Germany WARNING: Berlin has ‘LONG WAY’ to go before manufacturing returns to growth
Germany saw its manufacturing sector inch further into recession in May, suggesting the economy is still far off from warming up again after stalling under pressure from the US-China trade war. Beijing is the most important trading partner to Berlin outside the European Union, meaning Germany is sensitive to any developments in the nation’s standoff with Washington. A weakening car industry has also proved disastrous for Germany, with the biggest automotive market in Europe being hit by slowing global demand and dented car sales. Latest figures from the IHS Markit’s flash Purchasing Managers’ Index show manufacturing fell to 44.3 from the 44.4 in April.
It marks the fifth monthly reading in a row below the 50 mark that separates growth from contraction.
The flash services PMI fell to 55.0 from 55.7 in the previous month, its first drop after four straight rises.
Markit economist Chris Williamson said the recession in the manufacturing sector might be bottoming out as the drop was only marginal.
But he added that Germany still had work to do to bring the industry back into the green.
It looks like the manufacturing downturn has passed its peak and is moving towards a period of stabilisation
Chris Williamson, Markit
Mr Williamson said: “It looks like the manufacturing downturn has passed its peak and is moving towards a period of stabilisation but there is still a long way before we return to growth in the manufacturing economy.”
Phil Smith, principal economist at IHS Markit, added: “It is manufacturers who remain the most downbeat about the outlook amid lingering global trade tensions, though the survey highlights that fears of a slowdown may have started to spread to services, where confidence is now at its joint-lowest since 2014.”
Signs that German manufacturers could soon pick up were evident in a slower contraction in output, new orders and export sales, the survey showed.
As a result, IHS Markit’s flash composite Purchasing Managers’ Index (PMI) rebounded to 52.4, a three-month high.
After nine successive years of growth, the German economy is facing headwinds from trade disputes between major trading blocks that manufacturers rely on for export growth.
This has prompted the German government to slash its growth forecast for this year for the second time in three months.
Last month, economy minister Peter Altmaier lowered the German growth forecast for 2019 to 0.5 percent.
This is down from an already lowered estimate of 1.0 percent, while initial GDP growth expectations for this year were once as high as 1.8 percent.

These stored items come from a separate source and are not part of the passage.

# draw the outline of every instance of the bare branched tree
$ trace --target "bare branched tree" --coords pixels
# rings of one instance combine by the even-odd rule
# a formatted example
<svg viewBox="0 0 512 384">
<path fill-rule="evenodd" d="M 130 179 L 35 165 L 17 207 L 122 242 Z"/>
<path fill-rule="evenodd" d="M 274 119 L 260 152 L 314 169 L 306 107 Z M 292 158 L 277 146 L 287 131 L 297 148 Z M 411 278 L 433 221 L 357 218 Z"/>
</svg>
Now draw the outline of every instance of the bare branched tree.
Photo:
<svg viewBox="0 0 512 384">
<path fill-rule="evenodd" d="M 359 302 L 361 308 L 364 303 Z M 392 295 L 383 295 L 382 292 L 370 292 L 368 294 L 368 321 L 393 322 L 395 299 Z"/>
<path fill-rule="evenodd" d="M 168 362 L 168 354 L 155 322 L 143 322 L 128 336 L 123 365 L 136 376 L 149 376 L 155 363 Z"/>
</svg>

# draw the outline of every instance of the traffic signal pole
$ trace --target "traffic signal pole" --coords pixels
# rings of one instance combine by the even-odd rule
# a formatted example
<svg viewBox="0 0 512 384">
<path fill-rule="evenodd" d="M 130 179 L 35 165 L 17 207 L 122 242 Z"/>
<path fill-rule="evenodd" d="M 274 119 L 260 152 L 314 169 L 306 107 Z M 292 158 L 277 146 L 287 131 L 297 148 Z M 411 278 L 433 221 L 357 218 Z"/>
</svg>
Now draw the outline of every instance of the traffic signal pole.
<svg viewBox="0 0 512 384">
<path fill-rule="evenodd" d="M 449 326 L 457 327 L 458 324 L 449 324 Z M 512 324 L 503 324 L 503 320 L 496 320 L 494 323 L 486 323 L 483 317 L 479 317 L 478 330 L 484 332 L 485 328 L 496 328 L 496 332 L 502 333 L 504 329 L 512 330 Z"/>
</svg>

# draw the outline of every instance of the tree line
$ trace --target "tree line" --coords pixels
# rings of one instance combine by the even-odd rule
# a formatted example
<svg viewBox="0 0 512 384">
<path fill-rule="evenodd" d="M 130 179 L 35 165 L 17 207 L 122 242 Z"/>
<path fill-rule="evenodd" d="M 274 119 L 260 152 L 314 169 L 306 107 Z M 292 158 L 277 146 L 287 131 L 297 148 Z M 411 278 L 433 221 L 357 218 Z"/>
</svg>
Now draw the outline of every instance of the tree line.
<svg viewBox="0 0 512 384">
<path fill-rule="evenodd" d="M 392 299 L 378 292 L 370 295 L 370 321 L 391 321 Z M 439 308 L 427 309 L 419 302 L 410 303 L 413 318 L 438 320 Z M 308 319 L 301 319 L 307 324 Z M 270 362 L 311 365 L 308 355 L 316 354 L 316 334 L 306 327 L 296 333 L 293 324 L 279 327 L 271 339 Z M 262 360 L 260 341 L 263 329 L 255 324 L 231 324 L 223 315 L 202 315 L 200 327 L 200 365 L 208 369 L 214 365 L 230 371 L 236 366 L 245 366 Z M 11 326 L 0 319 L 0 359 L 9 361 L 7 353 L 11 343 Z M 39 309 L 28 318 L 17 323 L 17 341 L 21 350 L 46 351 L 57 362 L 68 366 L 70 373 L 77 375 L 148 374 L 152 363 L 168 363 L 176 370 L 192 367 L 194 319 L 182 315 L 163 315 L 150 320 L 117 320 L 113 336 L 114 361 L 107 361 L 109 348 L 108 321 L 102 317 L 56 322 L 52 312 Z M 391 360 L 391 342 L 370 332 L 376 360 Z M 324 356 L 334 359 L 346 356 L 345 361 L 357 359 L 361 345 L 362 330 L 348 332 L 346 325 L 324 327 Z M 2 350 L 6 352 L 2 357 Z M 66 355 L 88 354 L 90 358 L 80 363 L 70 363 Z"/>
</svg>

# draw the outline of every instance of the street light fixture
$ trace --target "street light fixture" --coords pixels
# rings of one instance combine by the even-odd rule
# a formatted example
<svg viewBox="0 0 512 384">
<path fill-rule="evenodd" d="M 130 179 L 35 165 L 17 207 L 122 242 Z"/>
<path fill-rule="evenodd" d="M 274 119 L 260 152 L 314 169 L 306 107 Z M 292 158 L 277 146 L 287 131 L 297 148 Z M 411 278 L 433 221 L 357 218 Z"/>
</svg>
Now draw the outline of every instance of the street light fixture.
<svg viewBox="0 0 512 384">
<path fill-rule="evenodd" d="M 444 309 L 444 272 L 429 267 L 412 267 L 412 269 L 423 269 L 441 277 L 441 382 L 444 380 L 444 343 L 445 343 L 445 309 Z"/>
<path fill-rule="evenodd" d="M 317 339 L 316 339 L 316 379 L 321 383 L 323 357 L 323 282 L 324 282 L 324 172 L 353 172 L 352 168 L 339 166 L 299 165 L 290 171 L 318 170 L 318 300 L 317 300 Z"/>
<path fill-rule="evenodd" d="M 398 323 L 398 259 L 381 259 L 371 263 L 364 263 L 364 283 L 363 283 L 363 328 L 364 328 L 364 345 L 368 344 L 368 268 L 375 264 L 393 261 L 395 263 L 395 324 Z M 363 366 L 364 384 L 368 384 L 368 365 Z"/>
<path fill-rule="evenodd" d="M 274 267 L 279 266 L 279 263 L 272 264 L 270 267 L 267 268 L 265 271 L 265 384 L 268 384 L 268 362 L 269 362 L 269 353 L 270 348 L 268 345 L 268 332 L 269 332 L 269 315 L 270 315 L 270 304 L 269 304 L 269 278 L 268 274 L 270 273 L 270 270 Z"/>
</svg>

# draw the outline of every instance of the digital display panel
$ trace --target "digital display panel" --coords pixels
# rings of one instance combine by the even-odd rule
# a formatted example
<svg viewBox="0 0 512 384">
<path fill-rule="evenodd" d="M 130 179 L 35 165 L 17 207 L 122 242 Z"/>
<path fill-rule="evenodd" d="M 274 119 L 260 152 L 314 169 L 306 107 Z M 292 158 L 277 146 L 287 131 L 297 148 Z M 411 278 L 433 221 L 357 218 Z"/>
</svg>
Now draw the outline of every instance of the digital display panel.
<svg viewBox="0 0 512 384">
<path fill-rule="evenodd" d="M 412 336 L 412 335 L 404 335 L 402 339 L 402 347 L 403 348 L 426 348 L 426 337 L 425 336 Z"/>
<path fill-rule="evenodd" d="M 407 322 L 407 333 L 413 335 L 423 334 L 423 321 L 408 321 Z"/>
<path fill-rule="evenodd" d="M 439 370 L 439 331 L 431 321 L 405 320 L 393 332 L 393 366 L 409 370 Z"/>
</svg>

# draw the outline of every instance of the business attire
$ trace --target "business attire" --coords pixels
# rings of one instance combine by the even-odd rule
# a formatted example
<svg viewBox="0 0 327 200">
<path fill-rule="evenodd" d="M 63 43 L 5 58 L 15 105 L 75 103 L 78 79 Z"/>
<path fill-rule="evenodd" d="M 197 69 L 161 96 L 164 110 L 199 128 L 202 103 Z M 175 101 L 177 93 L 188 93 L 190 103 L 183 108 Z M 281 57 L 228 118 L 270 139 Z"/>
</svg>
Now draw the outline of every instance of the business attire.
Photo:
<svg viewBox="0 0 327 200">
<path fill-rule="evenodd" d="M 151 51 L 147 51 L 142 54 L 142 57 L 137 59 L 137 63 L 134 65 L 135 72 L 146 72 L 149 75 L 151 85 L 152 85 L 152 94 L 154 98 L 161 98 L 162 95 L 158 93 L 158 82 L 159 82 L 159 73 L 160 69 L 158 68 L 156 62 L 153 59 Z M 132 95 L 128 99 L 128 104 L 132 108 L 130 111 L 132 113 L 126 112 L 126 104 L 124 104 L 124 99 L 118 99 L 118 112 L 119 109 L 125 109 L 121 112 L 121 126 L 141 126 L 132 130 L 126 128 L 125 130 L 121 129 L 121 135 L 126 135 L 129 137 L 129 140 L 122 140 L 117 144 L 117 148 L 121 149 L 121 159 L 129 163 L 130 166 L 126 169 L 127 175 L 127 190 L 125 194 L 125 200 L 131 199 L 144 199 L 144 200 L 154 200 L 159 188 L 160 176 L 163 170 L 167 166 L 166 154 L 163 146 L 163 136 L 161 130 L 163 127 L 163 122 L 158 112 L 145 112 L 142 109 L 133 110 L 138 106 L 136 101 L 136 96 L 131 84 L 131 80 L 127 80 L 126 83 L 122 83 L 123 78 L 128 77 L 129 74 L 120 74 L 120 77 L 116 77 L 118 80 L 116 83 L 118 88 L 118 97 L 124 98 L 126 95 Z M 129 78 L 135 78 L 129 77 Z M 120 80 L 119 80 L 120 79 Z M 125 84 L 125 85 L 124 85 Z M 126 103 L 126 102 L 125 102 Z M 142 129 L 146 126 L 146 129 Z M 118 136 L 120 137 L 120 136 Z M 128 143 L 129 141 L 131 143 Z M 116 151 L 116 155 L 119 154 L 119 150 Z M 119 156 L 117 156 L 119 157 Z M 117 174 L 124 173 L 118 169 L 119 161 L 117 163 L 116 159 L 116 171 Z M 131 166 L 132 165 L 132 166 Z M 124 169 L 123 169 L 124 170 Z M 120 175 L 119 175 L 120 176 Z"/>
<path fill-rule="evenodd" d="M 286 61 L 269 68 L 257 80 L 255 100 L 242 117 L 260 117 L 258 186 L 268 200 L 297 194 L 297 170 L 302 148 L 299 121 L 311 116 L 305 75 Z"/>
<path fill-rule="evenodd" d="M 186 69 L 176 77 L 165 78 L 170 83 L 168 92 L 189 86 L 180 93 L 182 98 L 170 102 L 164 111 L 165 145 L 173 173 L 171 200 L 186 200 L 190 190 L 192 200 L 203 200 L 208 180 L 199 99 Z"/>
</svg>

However, the German government is insisting momentum is expected to pick up in 2020 where growth of 1.5 percent is expected.
Germany returned to growth in January to March of this year, skirting fears of recession after weaker manufacturing figures hampered the end of 2018.
Gross domestic product (GDP) rose 0.4 percent quarter-on-quarter and 0.7 percent year-on-year calendar-adjusted, preliminary figures from the Statistics Office showed Wednesday.
It means the German economy avoided slipping into the red, after recording a contraction of 0.2 percent for July to September last year and zero growth for October to December.
A recession is defined as two or more consecutive quarters of contraction.